Using WO as reliability data source to calculate equipment MTBF is a common practice in many big organizations. Meanwhile there are also many software vendors exploiting this demand by providing applications that extract WO data to generate MTBF values for the corresponding equipment.
This presentation describes the flaws in using WO captured in CMMS system to derive MTBF of equipment. First, I state the obvious assumptions when you use WO to derive MTBF. I will then explain the issues associated with these assumptions in practice.
Work-Order is not meant for data source for reliability analysis.
To derive the MTBF from Work-Order, the following assumptions are made by the software developer:
- Each Corrective Maintenance Work-Order (CM-WO) for an equipment corresponds to its failure.
- Repair start-time to Repair end-time of CM- WOs of an equipment is considered as equipment downtime.
- The duration between 2 CM- WOs of an equipment is considered as operational.
The following describes the problems that do not go well with the above assumptions.
Problem 1: A failure may have multiple Work-Order
It is common to see multiple Notification-Order/Work-Orders being issued for a failure. This may result in multiple counts for a failure.
Analyst needs to ensure WOs that refer to the same failure are combined as single event to avoid repeated counts on the same event. This is not an easy task!
If this problem is not handled properly, the first assumption will be voilated.
Problem 2: Error in downtime calculation
Consider a Crude-Oil-Transport-Pump (COTP) system that consists of 3-pumps (A, B and C), with “2 active and 1 standby” operating policy.
On day 50, Pump A failed; Work-Order was raised and repair started on day 70 and completed on day 80. The actual downtime for Pump A was 30 days, but repair time was 10 days.
If the analyst relies on Work-Order record as data source, the downtime would be only 10 days! To correct this error, the analyst needs to look from the corresponding Notification Order for Mal-function start-time.

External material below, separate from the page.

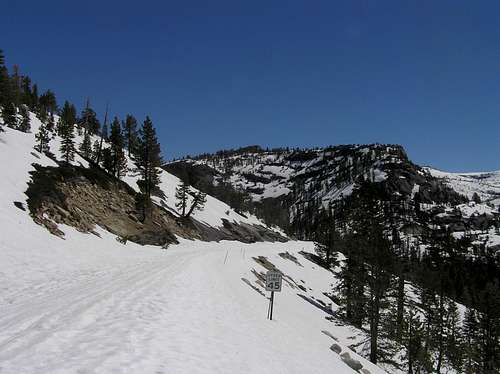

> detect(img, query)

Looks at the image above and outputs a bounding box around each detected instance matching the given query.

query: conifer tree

This problem makes the second assumptions difficult to achieve.
Problem 3: Standby duration cannot be obtained from CMMS
The following shows the tri-state plot of three identical Gas-Turbines (with “2 active and 1 standby” operating policy) of a power generation system from 1 September 2016 to 18 February 2019 (900 days). There were 5 failures.

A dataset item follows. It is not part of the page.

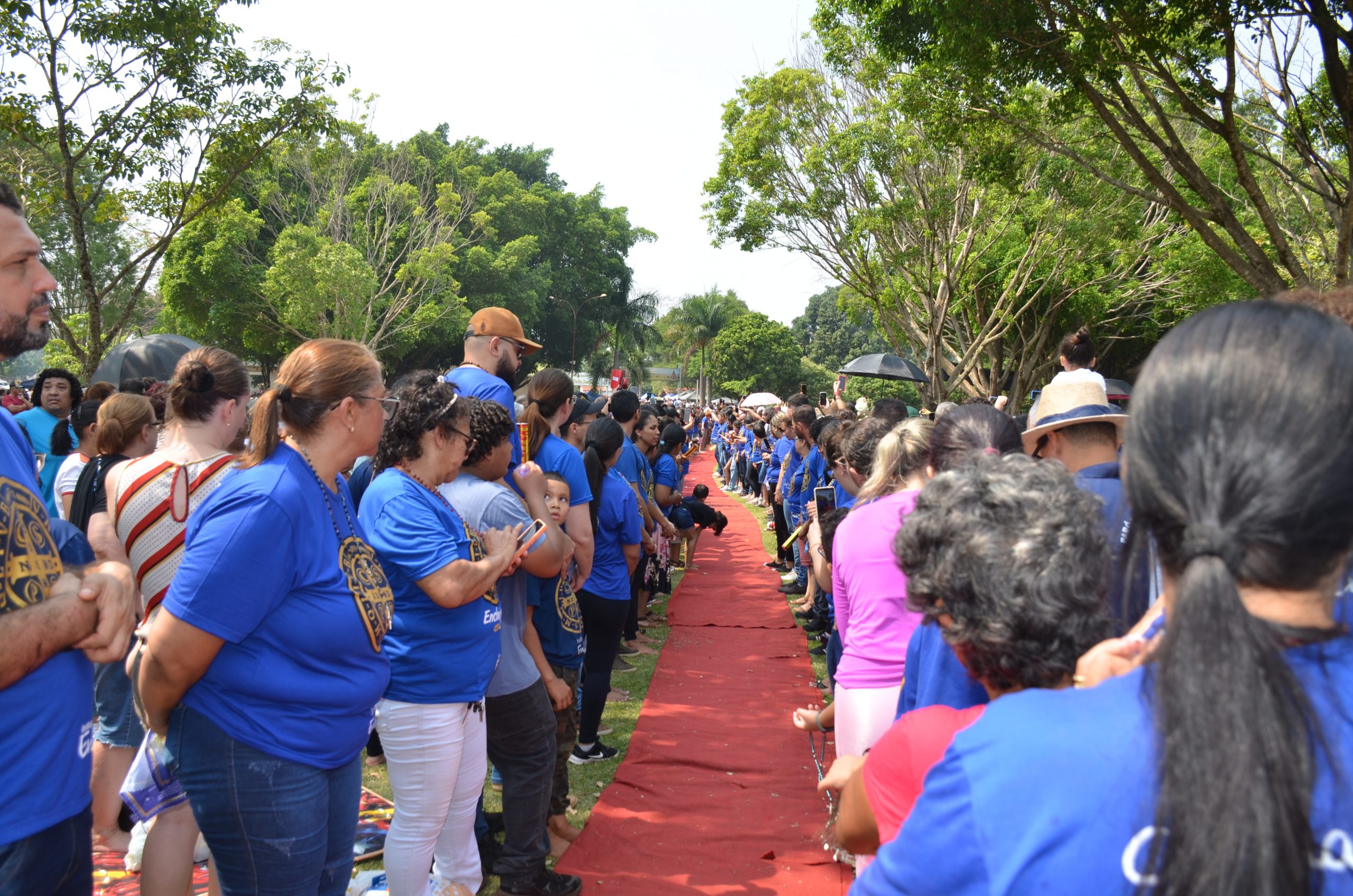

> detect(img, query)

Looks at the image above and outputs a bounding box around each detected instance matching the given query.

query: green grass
[357,571,682,896]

If we rely on CMMS system, 5 failures were observed over 900 days for 3 identical units. Combined downtime for all Gas-Turbines is 80 days. It can’t tell how long is the standby duration of each equipment.
The MTBF of individual Gas-Turbine = (900 - 80) x 3 / 5 = 492 days.
The problem with this calculation is that we used the calendar day of 900 for each unit (minus downtimes), and give credit for standby duration.
Standby duration should be removed from the calendar time.
Following shows the correct calculation:
From the profile determine total run times.
GT-7510A: 368 days
GT-7510B: 304 days
GT-7510C: 328 days
Total running time: 368 + 304 + 328 = 1000 days
Total number of failures: 5
MTBF = 1000/5 = 200 days
Relying on CMMS information will over estimate the reliability of the assets.
Problem 4: Non-Failure event (process event)
Work-Order does not capture downtime events that are due to process upset. Normally, any downing event that is not due to equipment failure, Work-Order are not generated, and hence the corresponding downtimes are not captured.
Situation where equipment A is down due to other equipment, B failure. Work-Order is issued for equipment B but not for A. Hence the downtime information for A is not captured.
CMMS systems are designed by accountant, and is a great tool for accounting/financial purpose. It is unlikely that reliability engineer is involved in the design of the system, and hence the requirements for reliability analysis are not considered. Using Work-Order as a reliability data source is a recipe for failure for the enterprise reliability program.
A data collection system should capture the following information:
- Start-time, end-time for each equipment failure event, with failure mode.
- Start-time, end-time for each process event, with root cause.
- Equipment on standby time.
Analyst should avoid using calendar time to approximate equipment uptime, unless the equipment is operating 24/7, and the non-operating times are negligible.
The objective of the data collection system is to capture events such that historical operating status can be reproduced with reasonable precision (Fig. 2). This allows the analyst to derive the failure rate behavior and downtime distribution of each critical equipment accurately.